Experiencing God’s Purpose
Jesus tells us how we can experience God’s purpose when He says in John 15:5, “I am the vine, you are the branches; he who abides in Me and I in him, he bears much fruit; for apart from Me you can do nothing.” Once in Christ, we can uniquely reveal God in the world again (the visible) by abiding in Christ or living through Him (the invisible). If we do not abide in Christ, our behavior (no matter how disciplined it is), will not glorify God.
When I became a Christian, I received Christ’s life. Immediately, I prayed and knew that all my sins were forgiven. That same day, I told others about receiving Jesus. The day after, I began reading my Bible. Several weeks later, I stopped using profanity. No human told me to do these things. I did them spontaneously by the indwelling Holy Spirit’s promptings and power. I had great joy. I was abiding in Christ and didn’t even know it.
Taking pride in how “I” had changed, I tried to live like Jesus would live and couldn’t. I struggled to conquer sin habits through doing religious steps to Christian maturity. I told several older Christians about my struggle, and they counseled me to increase my “Biblical” disciplines which they said would make me more like Christ. I believed the lie that I had to do something to be like God rather than believe that I was already like Him by being a partaker of His divine nature in Christ. (II Peter 1:4)

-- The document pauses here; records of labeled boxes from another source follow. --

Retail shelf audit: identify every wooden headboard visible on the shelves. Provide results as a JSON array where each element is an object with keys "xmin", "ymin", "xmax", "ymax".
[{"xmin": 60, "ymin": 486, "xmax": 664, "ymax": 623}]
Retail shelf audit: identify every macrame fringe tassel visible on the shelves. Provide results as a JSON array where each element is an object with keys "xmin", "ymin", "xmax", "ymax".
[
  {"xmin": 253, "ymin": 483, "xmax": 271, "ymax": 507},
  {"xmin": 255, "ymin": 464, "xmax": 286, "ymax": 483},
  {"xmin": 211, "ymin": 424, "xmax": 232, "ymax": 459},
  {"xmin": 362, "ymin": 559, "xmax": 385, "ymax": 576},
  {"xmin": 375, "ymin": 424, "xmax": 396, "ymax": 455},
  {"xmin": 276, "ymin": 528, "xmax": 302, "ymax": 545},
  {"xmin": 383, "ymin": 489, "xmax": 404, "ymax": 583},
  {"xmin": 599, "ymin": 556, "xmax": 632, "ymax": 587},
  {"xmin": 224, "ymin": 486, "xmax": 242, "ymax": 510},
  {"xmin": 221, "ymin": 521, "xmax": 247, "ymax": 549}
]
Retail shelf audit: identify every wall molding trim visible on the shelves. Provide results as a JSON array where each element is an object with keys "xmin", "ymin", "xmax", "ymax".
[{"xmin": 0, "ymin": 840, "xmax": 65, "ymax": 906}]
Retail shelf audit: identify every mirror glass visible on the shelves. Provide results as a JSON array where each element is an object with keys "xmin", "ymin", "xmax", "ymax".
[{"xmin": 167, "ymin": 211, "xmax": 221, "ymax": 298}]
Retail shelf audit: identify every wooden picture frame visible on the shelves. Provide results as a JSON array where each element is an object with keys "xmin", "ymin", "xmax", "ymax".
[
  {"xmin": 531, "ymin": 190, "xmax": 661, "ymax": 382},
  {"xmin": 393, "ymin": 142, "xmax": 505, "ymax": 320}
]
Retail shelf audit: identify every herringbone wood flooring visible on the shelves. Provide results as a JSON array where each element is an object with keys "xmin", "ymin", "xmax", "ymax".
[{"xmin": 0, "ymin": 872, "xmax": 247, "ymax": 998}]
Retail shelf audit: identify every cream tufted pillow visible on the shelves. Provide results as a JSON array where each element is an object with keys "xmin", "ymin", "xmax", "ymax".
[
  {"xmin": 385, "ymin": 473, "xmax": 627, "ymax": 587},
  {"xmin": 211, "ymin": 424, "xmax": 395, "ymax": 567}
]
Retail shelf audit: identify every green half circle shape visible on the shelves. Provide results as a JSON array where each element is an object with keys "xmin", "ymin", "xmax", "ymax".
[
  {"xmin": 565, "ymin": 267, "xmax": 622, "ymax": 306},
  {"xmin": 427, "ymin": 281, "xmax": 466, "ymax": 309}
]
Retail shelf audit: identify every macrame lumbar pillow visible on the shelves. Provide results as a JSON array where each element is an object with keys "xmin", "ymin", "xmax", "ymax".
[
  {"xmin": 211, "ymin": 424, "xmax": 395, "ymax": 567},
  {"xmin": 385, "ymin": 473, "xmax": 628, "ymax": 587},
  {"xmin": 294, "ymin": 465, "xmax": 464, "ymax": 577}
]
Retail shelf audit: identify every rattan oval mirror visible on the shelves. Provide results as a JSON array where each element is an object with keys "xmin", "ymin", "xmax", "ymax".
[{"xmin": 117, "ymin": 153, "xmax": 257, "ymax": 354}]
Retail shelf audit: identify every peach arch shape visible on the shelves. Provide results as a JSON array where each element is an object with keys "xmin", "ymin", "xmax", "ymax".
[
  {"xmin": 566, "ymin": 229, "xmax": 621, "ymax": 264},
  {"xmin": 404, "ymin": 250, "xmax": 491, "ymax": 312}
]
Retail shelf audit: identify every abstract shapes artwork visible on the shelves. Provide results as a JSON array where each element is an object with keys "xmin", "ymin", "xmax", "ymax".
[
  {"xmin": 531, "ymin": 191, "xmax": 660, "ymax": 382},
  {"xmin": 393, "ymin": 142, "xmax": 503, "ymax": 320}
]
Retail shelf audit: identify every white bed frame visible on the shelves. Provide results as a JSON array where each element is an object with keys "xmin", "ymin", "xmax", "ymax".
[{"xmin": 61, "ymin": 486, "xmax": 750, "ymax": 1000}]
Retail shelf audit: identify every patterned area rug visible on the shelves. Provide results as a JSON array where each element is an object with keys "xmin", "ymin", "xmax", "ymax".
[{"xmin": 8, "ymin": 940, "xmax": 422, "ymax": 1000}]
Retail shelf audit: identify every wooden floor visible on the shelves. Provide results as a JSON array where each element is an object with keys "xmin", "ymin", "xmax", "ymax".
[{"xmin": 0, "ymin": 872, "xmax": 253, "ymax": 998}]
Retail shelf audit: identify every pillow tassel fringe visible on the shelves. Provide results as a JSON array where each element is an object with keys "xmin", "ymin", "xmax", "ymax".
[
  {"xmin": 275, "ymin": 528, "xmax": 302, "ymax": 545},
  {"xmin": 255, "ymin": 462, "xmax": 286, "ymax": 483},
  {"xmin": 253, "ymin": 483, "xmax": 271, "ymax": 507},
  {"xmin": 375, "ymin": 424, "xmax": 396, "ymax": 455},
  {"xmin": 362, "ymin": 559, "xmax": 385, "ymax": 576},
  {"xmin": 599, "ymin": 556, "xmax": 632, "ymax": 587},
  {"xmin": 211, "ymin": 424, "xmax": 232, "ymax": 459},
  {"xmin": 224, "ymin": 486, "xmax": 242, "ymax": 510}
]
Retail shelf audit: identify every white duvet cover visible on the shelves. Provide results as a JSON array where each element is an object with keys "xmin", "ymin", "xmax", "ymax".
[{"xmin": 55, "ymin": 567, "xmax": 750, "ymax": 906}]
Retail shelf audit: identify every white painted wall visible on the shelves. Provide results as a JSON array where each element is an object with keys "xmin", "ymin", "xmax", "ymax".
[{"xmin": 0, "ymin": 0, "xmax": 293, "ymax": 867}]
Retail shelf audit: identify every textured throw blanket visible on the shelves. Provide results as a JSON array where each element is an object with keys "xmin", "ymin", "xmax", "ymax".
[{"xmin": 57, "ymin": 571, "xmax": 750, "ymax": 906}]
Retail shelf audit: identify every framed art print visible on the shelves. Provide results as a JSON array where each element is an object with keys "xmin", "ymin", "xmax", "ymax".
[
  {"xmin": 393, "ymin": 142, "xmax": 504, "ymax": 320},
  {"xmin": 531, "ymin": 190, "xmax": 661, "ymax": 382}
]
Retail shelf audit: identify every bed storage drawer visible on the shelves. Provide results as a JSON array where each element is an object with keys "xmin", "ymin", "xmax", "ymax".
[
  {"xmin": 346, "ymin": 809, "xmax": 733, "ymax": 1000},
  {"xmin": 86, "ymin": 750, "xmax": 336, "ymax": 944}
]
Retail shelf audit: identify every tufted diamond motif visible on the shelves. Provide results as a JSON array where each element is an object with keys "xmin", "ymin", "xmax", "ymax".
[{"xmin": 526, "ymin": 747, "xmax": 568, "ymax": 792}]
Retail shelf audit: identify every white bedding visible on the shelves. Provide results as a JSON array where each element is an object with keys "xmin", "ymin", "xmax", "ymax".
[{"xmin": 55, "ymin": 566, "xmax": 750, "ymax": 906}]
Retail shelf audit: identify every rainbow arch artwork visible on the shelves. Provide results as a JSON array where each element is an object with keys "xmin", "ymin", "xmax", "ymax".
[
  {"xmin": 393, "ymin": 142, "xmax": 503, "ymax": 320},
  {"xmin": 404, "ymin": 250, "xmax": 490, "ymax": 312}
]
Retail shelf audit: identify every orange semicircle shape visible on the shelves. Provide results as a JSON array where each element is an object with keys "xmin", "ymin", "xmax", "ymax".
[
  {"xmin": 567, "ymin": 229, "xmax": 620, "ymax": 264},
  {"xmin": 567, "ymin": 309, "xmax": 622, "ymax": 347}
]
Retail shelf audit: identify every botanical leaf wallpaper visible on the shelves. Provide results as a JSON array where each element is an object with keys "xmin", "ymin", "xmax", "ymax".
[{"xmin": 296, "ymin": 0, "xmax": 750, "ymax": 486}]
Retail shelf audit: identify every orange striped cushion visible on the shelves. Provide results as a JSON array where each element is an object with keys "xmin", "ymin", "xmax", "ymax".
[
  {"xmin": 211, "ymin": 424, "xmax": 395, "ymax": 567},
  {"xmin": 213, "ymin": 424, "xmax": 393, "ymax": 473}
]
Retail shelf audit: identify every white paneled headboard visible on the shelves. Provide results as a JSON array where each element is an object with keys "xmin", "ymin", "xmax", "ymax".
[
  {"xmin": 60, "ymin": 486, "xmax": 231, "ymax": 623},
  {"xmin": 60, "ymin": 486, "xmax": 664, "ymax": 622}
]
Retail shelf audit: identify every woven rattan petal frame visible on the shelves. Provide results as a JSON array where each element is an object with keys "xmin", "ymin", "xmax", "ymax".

Now I know why I struggled to live like Jesus. I was walking after my performance based flesh and didn’t even know it. After twenty years of trying hard to live like Jesus, I asked Him to let me die or rapture me out of my misery so I could go to heaven and experience His abundant life.
He didn’t kill or rapture me, but He revealed how to abide in Christ. Now, when I believe who I am in Christ, I willfully walk in the Spirit (the invisible), spontaneously bear His fruit, and express God’s image in the world through Christ (the visible). And whenever I choose to walk after my flesh, the Spirit convicts me. Then, I thank God for forgiving me, go back to fellowshipping with Him, and enjoy my life in Christ.